Nach dem Lockdown ist vor dem Countdown

Vom Eise befreit sind Strom und Bäche: Gerade mal zwei Wochen ist es her, da vergnügten sich Schlittschuhfans auf der Eisfläche des Ostparkweihers (bis die Polizei den Spaß beendete). Und nun, nach der jähen Temperaturwende zur Mo­natsmitte, trauen...

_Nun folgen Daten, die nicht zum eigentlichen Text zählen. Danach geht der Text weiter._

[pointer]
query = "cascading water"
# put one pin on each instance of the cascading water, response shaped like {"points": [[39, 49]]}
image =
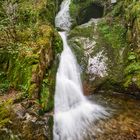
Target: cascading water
{"points": [[73, 112]]}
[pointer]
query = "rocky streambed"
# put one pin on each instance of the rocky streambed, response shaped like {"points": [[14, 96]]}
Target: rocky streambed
{"points": [[124, 122]]}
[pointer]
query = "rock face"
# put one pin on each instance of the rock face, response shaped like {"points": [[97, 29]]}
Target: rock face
{"points": [[29, 49], [108, 50]]}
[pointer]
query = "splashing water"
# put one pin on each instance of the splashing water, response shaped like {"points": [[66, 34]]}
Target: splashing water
{"points": [[73, 112]]}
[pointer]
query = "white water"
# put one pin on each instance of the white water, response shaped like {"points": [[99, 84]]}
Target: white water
{"points": [[73, 112]]}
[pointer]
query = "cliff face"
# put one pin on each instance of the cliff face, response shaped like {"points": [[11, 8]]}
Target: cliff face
{"points": [[111, 61], [29, 46]]}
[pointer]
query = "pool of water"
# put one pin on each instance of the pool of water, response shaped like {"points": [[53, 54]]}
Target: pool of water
{"points": [[124, 120]]}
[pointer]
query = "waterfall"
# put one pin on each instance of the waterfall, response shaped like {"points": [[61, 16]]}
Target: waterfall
{"points": [[73, 112]]}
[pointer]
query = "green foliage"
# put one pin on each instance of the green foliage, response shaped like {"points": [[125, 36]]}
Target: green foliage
{"points": [[4, 113], [114, 34], [82, 31], [132, 68]]}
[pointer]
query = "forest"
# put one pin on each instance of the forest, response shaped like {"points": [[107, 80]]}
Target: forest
{"points": [[69, 70]]}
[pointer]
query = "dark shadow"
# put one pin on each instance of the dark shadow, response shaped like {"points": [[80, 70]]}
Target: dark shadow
{"points": [[95, 10]]}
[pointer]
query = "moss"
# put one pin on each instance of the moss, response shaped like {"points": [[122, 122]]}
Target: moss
{"points": [[5, 113], [82, 31], [115, 34]]}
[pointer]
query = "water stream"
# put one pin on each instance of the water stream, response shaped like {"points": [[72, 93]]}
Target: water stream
{"points": [[73, 112]]}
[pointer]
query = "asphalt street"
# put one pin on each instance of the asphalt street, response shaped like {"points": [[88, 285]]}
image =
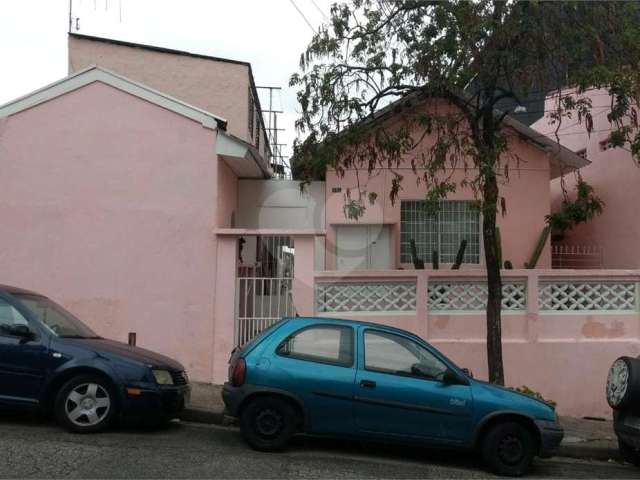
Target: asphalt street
{"points": [[33, 448]]}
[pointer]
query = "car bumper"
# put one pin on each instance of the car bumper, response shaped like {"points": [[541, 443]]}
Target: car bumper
{"points": [[627, 428], [160, 404], [232, 398], [551, 434]]}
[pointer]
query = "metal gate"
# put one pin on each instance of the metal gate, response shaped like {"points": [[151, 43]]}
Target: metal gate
{"points": [[264, 287]]}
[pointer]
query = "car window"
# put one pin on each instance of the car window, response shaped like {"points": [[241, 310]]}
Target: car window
{"points": [[390, 353], [10, 318], [324, 343]]}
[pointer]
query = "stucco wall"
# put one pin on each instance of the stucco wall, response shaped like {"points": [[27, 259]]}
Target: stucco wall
{"points": [[221, 88], [280, 204], [616, 180], [526, 193], [106, 206]]}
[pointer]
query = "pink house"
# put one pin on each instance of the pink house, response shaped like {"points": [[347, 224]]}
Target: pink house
{"points": [[125, 198], [615, 176]]}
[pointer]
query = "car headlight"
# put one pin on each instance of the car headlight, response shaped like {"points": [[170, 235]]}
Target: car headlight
{"points": [[163, 377]]}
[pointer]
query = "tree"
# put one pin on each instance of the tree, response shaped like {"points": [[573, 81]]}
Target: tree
{"points": [[377, 57]]}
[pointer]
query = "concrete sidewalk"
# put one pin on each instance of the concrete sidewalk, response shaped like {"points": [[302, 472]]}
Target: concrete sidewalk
{"points": [[583, 439]]}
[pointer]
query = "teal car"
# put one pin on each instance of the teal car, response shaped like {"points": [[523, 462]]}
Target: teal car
{"points": [[353, 379]]}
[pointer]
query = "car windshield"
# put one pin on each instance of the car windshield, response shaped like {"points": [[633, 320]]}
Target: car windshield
{"points": [[59, 322]]}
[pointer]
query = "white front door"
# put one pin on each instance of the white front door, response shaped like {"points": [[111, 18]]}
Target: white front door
{"points": [[363, 247]]}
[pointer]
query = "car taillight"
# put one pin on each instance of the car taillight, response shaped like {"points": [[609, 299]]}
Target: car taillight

Nach dem Lockdown ist vor dem Countdown

Vom Eise befreit sind Strom und Bäche: Gerade mal zwei Wochen ist es her, da vergnügten sich Schlittschuhfans auf der Eisfläche des Ostparkweihers (bis die Polizei den Spaß beendete). Und nun, nach der jähen Temperaturwende zur Mo­natsmitte, trauen sich wieder die ersten Lebenskünstler in T-Shirt und kurzer Hose zum Sonnenbad auf den Lohrberg. Als hätte irgendwer den Startschuss gegeben, strömt halb Frankfurt an die frische Luft. Am Wochenende konnte man den Grüneburgpark vor lauter Menschen fast nicht sehen. Und auf der Hohen Straße zwischen Bergen und Heldenbergen drängelten sich die Radler wie sonst nur im Peloton bei Lüttich-Bastogne-Lüttich.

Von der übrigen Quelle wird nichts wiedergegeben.